I'm so lost here. Mapsum is 10 times slower than a naive FOR loop. What am I doing wrong?
## TOY SETUP: (I tried variations on this, with similar results)
## x is a vector. Energy is a scalar function of x. We wish to mapsum energy over several x's, collected in a matrix called X.
##
## We explore several ways:
## (a) Lucky break: Exploiting that X can be direcly multiplied as a matrix. (1.6s)
## (b) A FOR loop over every x within X. Takes 10 times longer. (6s)
## (c) mapsum: Takes ANOTHER 20 times longer(!!????) (130s!)

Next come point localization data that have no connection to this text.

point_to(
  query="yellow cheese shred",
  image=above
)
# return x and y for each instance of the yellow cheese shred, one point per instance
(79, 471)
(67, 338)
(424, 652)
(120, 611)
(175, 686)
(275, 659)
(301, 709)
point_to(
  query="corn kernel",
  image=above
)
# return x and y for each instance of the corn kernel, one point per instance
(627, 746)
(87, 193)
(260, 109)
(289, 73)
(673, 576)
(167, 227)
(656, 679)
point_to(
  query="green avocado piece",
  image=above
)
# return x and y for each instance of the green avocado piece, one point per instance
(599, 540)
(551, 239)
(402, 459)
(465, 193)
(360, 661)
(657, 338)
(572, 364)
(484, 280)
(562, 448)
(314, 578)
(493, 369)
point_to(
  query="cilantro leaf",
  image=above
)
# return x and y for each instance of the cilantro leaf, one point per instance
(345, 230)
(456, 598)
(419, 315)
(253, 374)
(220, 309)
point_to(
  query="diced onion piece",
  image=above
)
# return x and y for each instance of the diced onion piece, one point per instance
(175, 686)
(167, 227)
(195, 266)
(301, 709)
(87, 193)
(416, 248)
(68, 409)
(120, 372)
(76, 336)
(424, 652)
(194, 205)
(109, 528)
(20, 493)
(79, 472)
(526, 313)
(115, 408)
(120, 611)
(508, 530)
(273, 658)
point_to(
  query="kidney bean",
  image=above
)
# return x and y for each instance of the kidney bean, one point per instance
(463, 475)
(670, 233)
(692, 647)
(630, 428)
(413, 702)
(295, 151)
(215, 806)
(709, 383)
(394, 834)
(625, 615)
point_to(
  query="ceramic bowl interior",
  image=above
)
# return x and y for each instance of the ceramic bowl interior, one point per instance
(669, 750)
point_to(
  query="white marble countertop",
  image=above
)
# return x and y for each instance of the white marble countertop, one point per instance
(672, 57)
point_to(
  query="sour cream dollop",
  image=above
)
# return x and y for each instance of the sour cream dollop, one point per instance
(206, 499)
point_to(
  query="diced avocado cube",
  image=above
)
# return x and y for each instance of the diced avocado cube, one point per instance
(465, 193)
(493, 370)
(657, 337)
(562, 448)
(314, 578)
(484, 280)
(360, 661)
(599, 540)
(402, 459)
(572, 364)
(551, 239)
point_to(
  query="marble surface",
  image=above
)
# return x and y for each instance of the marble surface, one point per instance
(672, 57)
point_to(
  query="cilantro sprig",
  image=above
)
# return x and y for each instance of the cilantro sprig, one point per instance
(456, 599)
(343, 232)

## I would have thought that (c) would save significant time over (b). Instead it takes 10 times longer than b. Do you see what I am doing wrong below?
## (In each case, we get the same answer for energy).
tic;
m=601;
n = 599;
ssx=MX.sym('x',m,1); ## symbolic x.
ssX = MX.sym('X', m,n);
ssw = MX.sym('w', m,m);
## Define a somewhat complicated y. Define a Y for the entire X matrix as well.
ccy = 0+ssx;
ccY = 0+ssX;
for ii=1:5; ## where E
ccy = ssw * ccy;
ccy = tanh(ccy);
ccY = ssw * ccY;
ccY = tanh(ccY);
endfor
## actual values:
vvX = randn(m, n);
vvw = randn(m, m);
energy = sumsqr(ccy);
Energy = sumsqr(ccY);
fenergy = Function('fenergy', {ssx, ssw}, {energy});
fEnergy = Function('fEnergy', {ssX, ssw}, {Energy});
## Now, let's measure energy in several ways.
#################################
## (a) Direct matrix way, definiton.
tic;
vEnergy1 = full(fEnergy(vvX, vvw));
tocmy(" done Using matrix.", vEnergy1); ## 1.6s
#################################
## (b) A sum over individual energies:
tic;
vEnergy2=0;
for ii=1:n;
venergy = full(fenergy(vvX(:,ii), vvw));
vEnergy2 += venergy;
endfor
tocmy("done Using individual sums.", vEnergy2); ##
#################################
## (c1) Using mapsum, but directly on values!
tic;
symbolicenergy3 = fenergy.mapsum({vvX, vvw}){1};
## This is an expression over numbers. convert it to an actual number.
dummy = MX.sym('dummy');
fenergy3 = Function('dummy',{dummy},{symbolicenergy3});
venergy3a = full(fenergy3(0));
tocmy(" done Using mapsum on values.", venergy3a); ## 150s
## (c2) Using mapsum, but on ssX
tic;
symbolicenergy3 = fenergy.mapsum({ssX, ssw}){1};
fenergy3 = Function('f',{ssX,ssw},{symbolicenergy3});
venergy3 = full(fenergy3(vvX, vvw));
tocmy(" done Using mapsum on symbols.", venergy3); ## 120s
#################################
(using casadi 3.4.0 on 4.2.2)